Nutritional Influences of Endophyte-Infected Tall Fescue on Reproduction
by Barb Baylor Anderson for Angus Productions Inc.
NASHVILLE, TENN. (Aug. 6, 2010) — Getting beef cows pregnant in the Southeast can be an issue for some producers where endophyte-infected tall fescue is present. Neal Schrick, University of Tennessee animal scientist, told participants at the Applied Reproductive Strategies in Beef Cattle (ARSBC) Conference in Nashville, Tenn., August 6, 2010, that the issue is being explored, but with few specific conclusions.
Neal Schrick, UT animal scientist, recommended producers remove cows from endophyte-infected tall fescue pastures for 30 days before and after breeding.
"These fescue issues may be management issues. We do not know if cattle have been selected over time to be tolerant to fescue, or whether there is uterine adaptation or whether adaptation can fade if bulls are sent to test stations and come back to a herd," Schrick said. "Have animals been selected for adaptation here? I'll leave that question for the genetic researchers."
Schrick said endophyte-infected tall fescue can cause poor performance in cattle, including reduced intake, higher respiration rates and excessive salivation. Toxicosis can further cause decreased calving and pregnancy rates to the tune of more than $600 million annually in the U.S.
"We see problems when weed spraying kills clover, we stockpile fescue and when we bring in cattle from non-fescue-infected areas," he said. "Less time grazing means lower fertility. But fescue is a good grass, and it needs to be grazed. It fits in with the needs of the cows here."
Schrick and others have studied possible causes on both the female and male sides of the issue. Potential female issues include how fescue toxicosis may affect either the growing egg or early embryo while still in the oviduct on the female side.
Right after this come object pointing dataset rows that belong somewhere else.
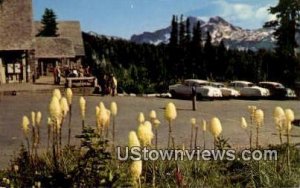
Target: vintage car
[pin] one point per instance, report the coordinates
(203, 89)
(226, 92)
(249, 90)
(277, 90)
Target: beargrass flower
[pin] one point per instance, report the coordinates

"When you add in the effects of tall fescue on the sperm, we can understand why fertility is reduced," he said. "Throw in elevated temperatures during the summer months with little or no clover and we could see a 'reproductive wreck.'"
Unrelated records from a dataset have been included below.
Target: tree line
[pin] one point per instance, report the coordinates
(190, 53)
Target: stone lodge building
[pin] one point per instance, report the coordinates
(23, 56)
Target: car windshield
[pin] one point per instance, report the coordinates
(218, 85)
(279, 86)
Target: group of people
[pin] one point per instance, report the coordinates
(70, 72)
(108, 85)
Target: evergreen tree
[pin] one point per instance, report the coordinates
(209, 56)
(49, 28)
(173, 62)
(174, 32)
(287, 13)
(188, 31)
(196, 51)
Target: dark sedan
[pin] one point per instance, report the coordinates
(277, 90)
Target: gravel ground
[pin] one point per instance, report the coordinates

Schrick recommended producers remove cows from fescue for 30 days before and after breeding. He has seen no effect on pregnancy rates. A more practical solution, he added, may be to have cows calve early and get them exposed to the bull before hot summer months.
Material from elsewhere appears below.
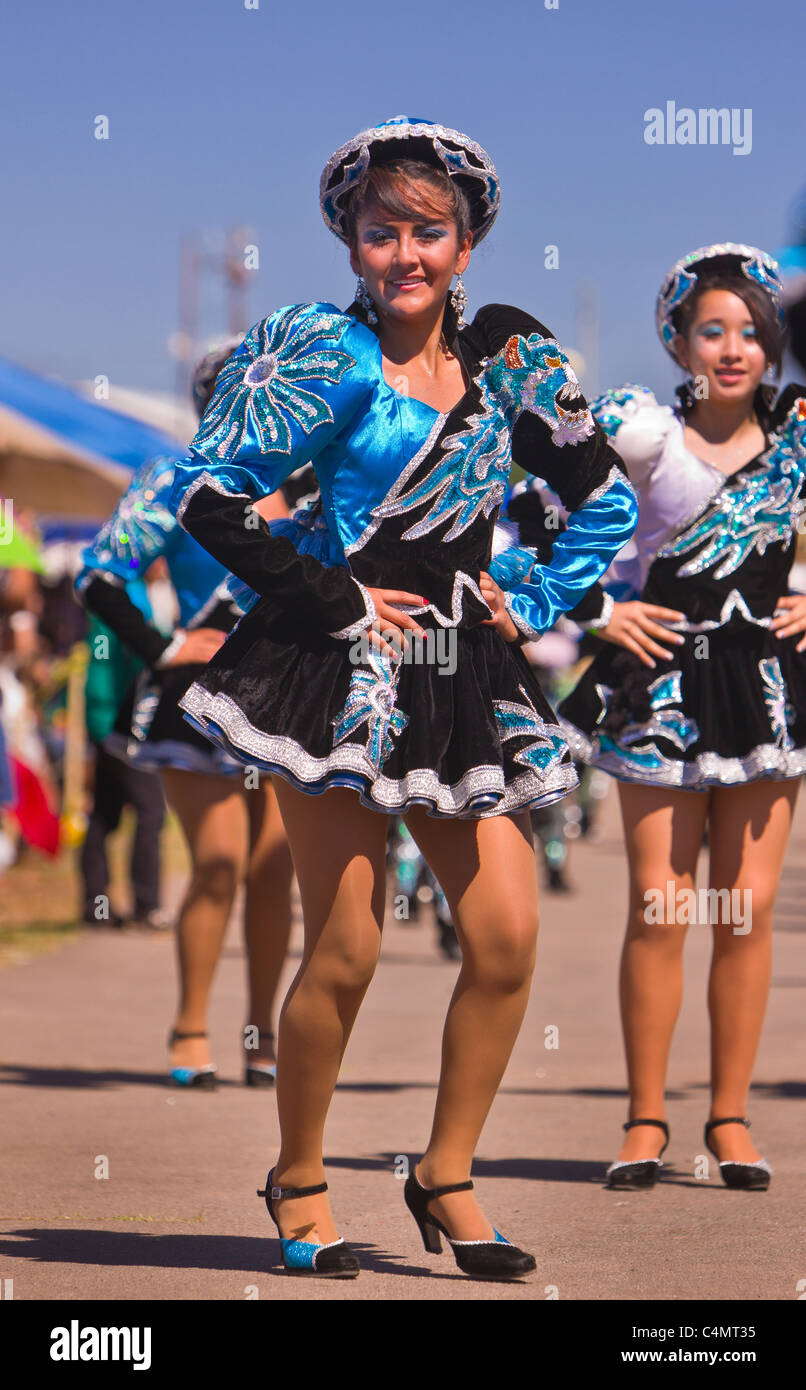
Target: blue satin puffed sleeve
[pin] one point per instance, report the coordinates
(295, 384)
(556, 438)
(296, 380)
"We intend to perform more studies to determine if we can manage females differently around the time of breeding to improve pregnancy rates when grazing infected tall fescue," he said.
On the male side, Schrick and colleagues have studied grazing bulls and evaluated the semen. In the work, scrotal circumference and semen motility and morphology were similar between treated and control bulls, but fertilization potential was reduced in treated bulls compared to controls. In addition, testicular core temperatures were reduced in treated bulls even though rectal temperatures were elevated. Additional work will be conducted on males as well.
"Future studies include determining effects of the fescue on reproduction parameters of mature bulls and sperm defects associated with toxicosis and reduced fertilization ability," he said. "Another study would include evaluation of tall fescue effects on bulls that have been removed from infected pastures for a period of time, then re-introduced during the breeding period."